Former Archbishop of Canterbury says universities are in danger of neglecting their core mission

四月 17, 2014

Source: Mark William Penny/Shutterstock.com

The impact agenda risks causing universities to neglect their core mission to create “intelligent citizens”, the former Archbishop of Canterbury has warned.

In an article in this week’s Times Higher Education, Rowan Williams, who now has the title Lord Williams of Oystermouth, says the most important “bit of impact” universities can have is to educate people who will “ask constructively critical questions in public life”.

But he told THE that the emphasis of research funders on “a very narrow band of research impact” led universities to prioritise its generation, leading to “a particularly functionalist and short-term perspective in both research and teaching”.
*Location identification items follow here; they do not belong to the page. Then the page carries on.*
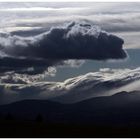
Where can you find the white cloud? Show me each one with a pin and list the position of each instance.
(103, 83)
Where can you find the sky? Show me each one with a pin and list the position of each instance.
(51, 50)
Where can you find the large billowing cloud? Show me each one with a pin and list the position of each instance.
(72, 41)
(103, 83)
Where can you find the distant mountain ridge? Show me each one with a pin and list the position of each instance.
(121, 107)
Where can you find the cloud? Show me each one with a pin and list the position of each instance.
(72, 41)
(105, 82)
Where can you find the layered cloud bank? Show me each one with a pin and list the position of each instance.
(103, 83)
(72, 41)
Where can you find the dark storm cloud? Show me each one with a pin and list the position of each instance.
(72, 41)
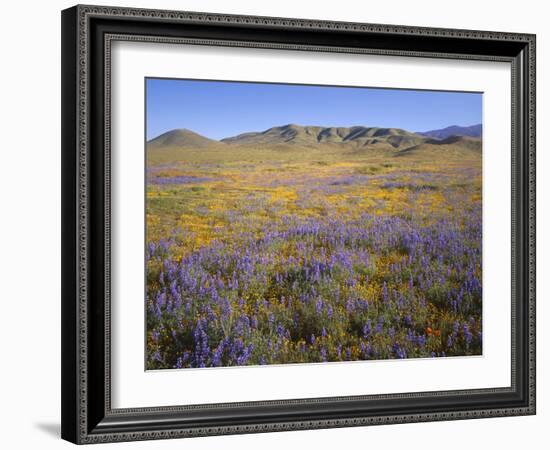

Lord Williams, who became master of Magdalene College, Cambridge after stepping down as archbishop at the end of 2012, said that it was “legitimate” for funders to ask for evidence of impact on “a community’s life”. But most working academics found the current metrics by which impact was assessed “difficult to live with because they assume a very short-term frame and a measure that might apply in some areas doesn’t easily apply in others”. He said universities should be permitted to follow museums and galleries in focusing their pursuit of impact on “really making a difference in the community, opening up resources to people, allowing them to expand their own awareness and critical skills and making complex issues accessible”.

He also believed that all university teaching, regardless of subject, should involve more than conveying “a little package of skills”. It should also be about giving students “a set of good questions they might want to be asking”, so that they can “own what they are doing” in the workplace and “see how innovation is possible”. He said the University of South Wales, of which he was inaugurated as chancellor this week, was a good example of an institution with “a really serious footprint in the community”. He hoped to be part of discussions about the future “vision” of the university, created last year from the merger of the University of Glamorgan and the University of Wales, Newport.

“I have the day job, but this is a region and a subject I care very deeply about,” the former Archbishop of Wales said.